Why You Need more than a Vision Statement




I remember the days as a lead pastor when word smithing a vision statement was of the utmost importance. Once crafted, I would post it everywhere a person may have the opportunity to read it (including the back door of the stalls in the men's bathroom). I wanted people to memorize it, understand it and quote it at a moment's notice. I think I may have been the only one who met those expectations. 

Vision statements, regardless of the innovative language, does not equate vision movement

I have seen some pretty nifty vision statements plastered on church walls and printed in bulletins. I have listened as leadership teams told me how many hours they spent creating their sticky vision blurbs. I am not knocking vision statements; if you have one, roll with it. However, a vision statement alone will not cause vision movement, regardless of the innovative language used.

While working with different churches over the years, I have listened to leaders share vision. In many cases, their vision sounded more like their mission. Understanding and differentiating vision and mission is critical. When I help a church build a mission statement, I try to help them build something that captures the reason their church exists.

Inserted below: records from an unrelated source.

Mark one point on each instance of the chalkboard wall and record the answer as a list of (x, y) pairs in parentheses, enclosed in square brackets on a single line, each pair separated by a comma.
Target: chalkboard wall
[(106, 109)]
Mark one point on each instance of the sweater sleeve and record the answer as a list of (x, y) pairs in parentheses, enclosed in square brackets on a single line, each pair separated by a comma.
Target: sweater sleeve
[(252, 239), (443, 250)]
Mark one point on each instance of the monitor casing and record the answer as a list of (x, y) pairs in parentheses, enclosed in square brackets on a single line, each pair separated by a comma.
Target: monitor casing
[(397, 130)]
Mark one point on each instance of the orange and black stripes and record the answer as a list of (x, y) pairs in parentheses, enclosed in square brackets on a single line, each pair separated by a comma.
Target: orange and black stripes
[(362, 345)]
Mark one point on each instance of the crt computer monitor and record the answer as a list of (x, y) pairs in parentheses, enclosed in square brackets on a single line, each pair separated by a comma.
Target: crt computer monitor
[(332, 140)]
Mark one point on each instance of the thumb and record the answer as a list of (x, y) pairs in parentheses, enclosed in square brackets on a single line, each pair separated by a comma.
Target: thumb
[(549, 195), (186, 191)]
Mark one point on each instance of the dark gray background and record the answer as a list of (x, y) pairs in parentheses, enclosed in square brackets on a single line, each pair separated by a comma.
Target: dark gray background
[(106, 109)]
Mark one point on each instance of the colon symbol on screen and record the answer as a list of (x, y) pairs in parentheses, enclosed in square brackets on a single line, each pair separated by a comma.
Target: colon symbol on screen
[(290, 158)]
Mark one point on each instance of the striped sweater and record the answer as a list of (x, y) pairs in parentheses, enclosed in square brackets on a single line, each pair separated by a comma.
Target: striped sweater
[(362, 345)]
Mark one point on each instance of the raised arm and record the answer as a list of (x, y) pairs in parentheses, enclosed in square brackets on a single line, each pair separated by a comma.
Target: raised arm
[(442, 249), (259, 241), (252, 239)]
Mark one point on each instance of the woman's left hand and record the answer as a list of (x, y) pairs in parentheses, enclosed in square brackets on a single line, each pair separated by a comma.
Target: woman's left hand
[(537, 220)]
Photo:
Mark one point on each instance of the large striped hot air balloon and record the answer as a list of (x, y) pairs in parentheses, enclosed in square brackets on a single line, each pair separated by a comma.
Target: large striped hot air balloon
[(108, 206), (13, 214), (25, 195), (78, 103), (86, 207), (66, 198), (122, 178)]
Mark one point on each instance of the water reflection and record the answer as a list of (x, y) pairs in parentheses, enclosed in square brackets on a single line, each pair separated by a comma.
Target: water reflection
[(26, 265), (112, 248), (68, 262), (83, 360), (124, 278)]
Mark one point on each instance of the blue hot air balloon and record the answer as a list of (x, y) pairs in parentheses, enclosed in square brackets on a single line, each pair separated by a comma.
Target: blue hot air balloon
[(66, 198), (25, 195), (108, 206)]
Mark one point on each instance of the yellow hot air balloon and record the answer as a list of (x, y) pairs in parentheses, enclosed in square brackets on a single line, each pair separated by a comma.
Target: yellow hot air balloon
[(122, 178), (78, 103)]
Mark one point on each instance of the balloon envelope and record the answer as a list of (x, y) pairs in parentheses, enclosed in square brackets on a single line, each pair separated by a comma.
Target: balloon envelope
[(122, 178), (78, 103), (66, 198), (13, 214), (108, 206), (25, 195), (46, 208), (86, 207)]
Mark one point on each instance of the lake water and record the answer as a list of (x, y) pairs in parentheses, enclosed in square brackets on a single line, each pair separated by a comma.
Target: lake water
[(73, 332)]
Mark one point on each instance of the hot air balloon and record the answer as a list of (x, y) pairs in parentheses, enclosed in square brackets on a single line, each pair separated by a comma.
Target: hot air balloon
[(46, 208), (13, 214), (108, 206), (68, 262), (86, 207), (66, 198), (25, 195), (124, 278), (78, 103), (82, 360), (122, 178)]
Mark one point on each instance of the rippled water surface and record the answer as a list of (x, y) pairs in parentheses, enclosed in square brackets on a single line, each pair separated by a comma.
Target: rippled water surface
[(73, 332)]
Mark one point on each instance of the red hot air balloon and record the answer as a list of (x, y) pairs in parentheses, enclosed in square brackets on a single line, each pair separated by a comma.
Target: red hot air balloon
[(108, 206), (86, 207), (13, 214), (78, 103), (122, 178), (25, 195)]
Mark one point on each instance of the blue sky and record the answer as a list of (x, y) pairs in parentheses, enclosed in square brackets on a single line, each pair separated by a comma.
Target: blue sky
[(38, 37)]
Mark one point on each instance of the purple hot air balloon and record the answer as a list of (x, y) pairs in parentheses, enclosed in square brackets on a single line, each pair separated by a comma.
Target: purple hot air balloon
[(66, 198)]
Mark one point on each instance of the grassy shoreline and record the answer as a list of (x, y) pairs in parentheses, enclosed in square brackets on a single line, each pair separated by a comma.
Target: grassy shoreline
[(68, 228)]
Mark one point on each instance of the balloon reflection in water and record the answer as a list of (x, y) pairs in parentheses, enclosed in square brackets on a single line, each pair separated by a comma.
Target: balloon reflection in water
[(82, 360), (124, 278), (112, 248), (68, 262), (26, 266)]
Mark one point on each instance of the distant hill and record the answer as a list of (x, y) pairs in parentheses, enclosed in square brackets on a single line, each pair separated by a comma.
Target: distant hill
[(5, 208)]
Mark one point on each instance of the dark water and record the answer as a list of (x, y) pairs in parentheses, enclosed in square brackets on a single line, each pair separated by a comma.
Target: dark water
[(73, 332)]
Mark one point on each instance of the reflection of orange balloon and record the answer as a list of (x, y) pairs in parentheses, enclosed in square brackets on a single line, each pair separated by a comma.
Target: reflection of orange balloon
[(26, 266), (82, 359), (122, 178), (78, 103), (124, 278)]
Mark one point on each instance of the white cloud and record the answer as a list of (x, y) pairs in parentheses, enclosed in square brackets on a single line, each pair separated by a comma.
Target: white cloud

A mission statement should answer these three questions: 

1. What are we called to do as a church?
2. Who are we called to reach?
3. What makes us unique?


If you can measure it, you can grow it

Mission statements are important, however a mission (or vision) statement alone will not result in movement. Statements are stationary. They are created to be printed, read and bring identity to an organization. However, despite the crafty and inspiring language found in statements, there's one thing missing that is absolutely necessary to cause a vision to begin moving. I am talking about vision metrics. When I help a church build a vision, I like to ask questions around the metrics of their ministry (attendance, baptisms, financials, etc). After capturing their numbers on a flip chart, I like to ask these questions: 

1. Where are we today? 
2. Where do we want to be in the next few years?
3. What must be measured and monitored to move forward?

Wrapping metrics around a vision allows you to measure it; and if you can measure it, you can grow it. It also gives permission to ask the right questions and identify what needs attention. If you stop looking at the numbers, the vision will slowly drift into left field and by the time you notice it, consequences are inevitable. 

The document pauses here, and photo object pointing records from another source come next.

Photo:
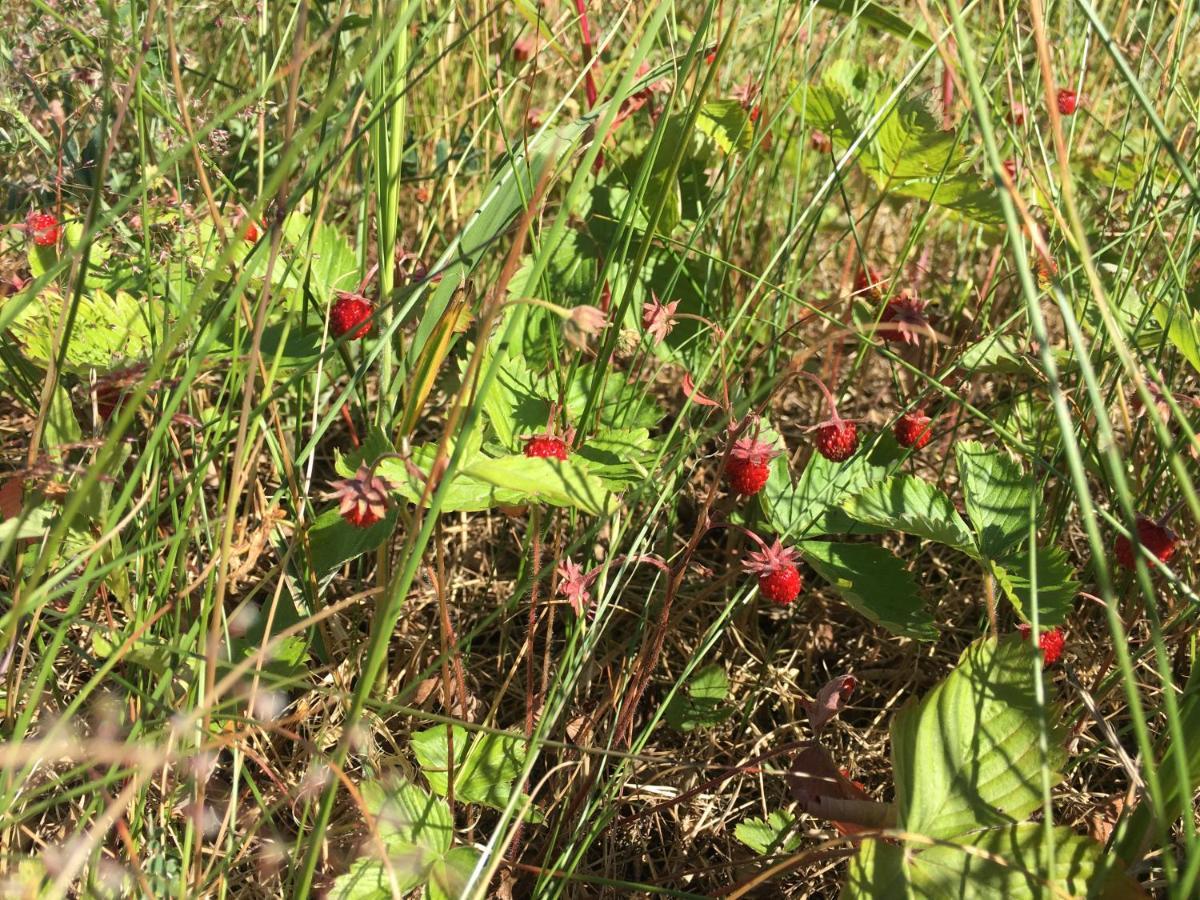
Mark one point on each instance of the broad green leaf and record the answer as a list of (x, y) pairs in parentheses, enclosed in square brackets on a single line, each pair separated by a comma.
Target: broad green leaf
[(335, 541), (875, 583), (450, 875), (1012, 863), (774, 834), (333, 263), (997, 496), (1008, 862), (997, 354), (909, 504), (727, 124), (813, 504), (555, 481), (485, 765), (966, 755), (1057, 587), (876, 873), (1182, 330), (879, 16), (619, 456), (701, 705), (109, 331), (405, 814), (514, 405)]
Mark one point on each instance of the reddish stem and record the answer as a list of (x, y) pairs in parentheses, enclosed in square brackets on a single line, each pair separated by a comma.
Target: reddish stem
[(589, 83)]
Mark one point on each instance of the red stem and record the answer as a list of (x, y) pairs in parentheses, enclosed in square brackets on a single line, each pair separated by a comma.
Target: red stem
[(589, 83)]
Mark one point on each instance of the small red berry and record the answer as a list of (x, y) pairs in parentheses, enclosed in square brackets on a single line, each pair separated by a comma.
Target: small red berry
[(912, 430), (42, 228), (779, 580), (351, 313), (1156, 538), (363, 499), (545, 447), (749, 466), (870, 283), (905, 318), (1050, 641), (837, 441)]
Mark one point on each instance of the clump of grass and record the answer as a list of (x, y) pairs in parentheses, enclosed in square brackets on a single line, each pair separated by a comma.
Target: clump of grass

Vision Statement < Vision Map

So what's the answer in terms of vision? Instead of creating a vision statement, think about gathering your team and create a vision map. Ask the right questions and gather the right data to get clear perspective of where you are right now. Next, ask the questions, "Where do we want to be in one year, two years, five years?" Again, it's important to look at the current numbers and then determine where you believe you'll be in the next few years. Don't be afraid to dream. God loves dreamers. 

Once you have landed several vision metrics (current and future), you're ready to begin building strategic plans that will fuel and propel the vision. At the Unstuck Group, we lead churches through the StratOp process to help them determine what those strategic plans look like. When good plans are built and executed, church growth and life change happens at a higher level.